The officers’ mess was the usual clubroom and there were three or four men and two women lounging in it. No one seemed interested in my presence, so I found an unoccupied chair, sat down, and wondered just who you had to be to get a drink around this joint. After a time I was joined by a large male extrovert wearing a colonel’s insignia on a chain around his neck; with it was a Saint Christopher’s medal and an I.D. dog tag. “Newcomer?” he asked.

I admitted it. “Civilian expert?” he went on.

“I don’t know about ‘expert’,” I replied. “I’m a field operative.”

“Name? Sorry to be officious,” he apologized, “but I’m alleged to be the security officer around here. My name’s Kelly.”

I told him mine. He nodded. “Matter of fact I saw your party coming in. Mine was the voice of conscience, coming out of the wall. Now, Mr. Nivens, how about a drink? From the brief we had on you, you could use one.”

I stood up. “Whom do I have to kill to get it?”

“—though as far as I can see,” Kelly went on sometime later, “this place needs a security officer the way a horse needs roller skates. We should publish our results as fast as we get them. This isn’t like fighting a human enemy.”

I commented that he did not sound like the ordinary brass hat. He laughed and did not take offense. “Believe me, son, not all brass hats are as they are pictured—they just seem to be.”

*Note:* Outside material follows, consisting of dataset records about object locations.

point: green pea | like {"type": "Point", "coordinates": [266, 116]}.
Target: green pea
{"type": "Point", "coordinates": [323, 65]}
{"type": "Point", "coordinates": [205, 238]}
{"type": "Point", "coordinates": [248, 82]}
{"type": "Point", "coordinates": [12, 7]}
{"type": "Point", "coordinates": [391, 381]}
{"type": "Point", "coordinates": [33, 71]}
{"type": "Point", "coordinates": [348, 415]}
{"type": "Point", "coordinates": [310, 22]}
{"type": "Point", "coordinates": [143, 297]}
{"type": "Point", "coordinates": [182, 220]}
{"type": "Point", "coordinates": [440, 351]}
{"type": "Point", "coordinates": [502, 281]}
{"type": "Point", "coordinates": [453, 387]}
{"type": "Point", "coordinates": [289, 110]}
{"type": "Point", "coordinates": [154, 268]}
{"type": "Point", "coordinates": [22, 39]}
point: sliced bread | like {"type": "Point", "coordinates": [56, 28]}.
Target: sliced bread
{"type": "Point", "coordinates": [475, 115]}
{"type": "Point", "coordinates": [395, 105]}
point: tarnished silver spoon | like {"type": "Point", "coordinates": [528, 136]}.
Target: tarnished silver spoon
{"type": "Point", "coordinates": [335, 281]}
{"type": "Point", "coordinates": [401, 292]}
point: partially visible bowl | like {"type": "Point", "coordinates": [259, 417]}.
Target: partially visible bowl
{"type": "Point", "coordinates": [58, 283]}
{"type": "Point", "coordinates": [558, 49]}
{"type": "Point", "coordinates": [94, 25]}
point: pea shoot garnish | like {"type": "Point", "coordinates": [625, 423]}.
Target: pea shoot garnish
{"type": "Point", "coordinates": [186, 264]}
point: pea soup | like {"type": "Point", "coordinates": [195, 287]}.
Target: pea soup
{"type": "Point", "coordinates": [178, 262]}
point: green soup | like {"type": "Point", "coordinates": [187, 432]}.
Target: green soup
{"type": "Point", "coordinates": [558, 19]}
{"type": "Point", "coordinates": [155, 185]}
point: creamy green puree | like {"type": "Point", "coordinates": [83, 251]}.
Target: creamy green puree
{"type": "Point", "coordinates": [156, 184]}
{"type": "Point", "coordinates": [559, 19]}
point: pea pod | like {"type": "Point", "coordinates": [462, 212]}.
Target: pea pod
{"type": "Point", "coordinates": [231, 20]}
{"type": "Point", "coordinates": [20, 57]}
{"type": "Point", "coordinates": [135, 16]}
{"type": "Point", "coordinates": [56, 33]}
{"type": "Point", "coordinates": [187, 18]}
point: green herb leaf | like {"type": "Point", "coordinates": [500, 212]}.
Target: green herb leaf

I remarked that Air Marshal Rexton struck me as a pretty sharp citizen.

“You know him?” the colonel asked.

“I don’t know him exactly, but my work on this job has thrown me in his company a good bit—I last saw him earlier today.”

“Hmm—” said the colonel. “I’ve never met the gentleman. You move in more rarefied strata than I do, sir.”

I explained that it was mere happenstance, but from then on he showed me more respect. Presently he was telling me about the work the laboratory did. “By now we know more about those foul creatures than does Old Nick himself. But do we know how to kill them without killing their hosts? We do not.

“Of course,” he went on, “if we could lure them one at a time into a small room and douse them with anesthetics, we could save the hosts—but that is like the old saw about how to catch a bird: naturally it’s no trouble if you can sneak up close enough to put salt on its tail. I’m not a scientist myself—just the son of a cop and a cop myself under a different tag—but I’ve talked to the scientists here and I know what we need. This is a biological war and it will be won by biological warfare. What we need is a bug, one that will bite the slug and not the host. Doesn’t sound too hard, does it? It is. We know a hundred things that will kill the slug—smallpox, typhus, syphilis, encephalitis lethargica, Obermeyer’s virus, plague, yellow fever, and so on. But they kill the host, too.”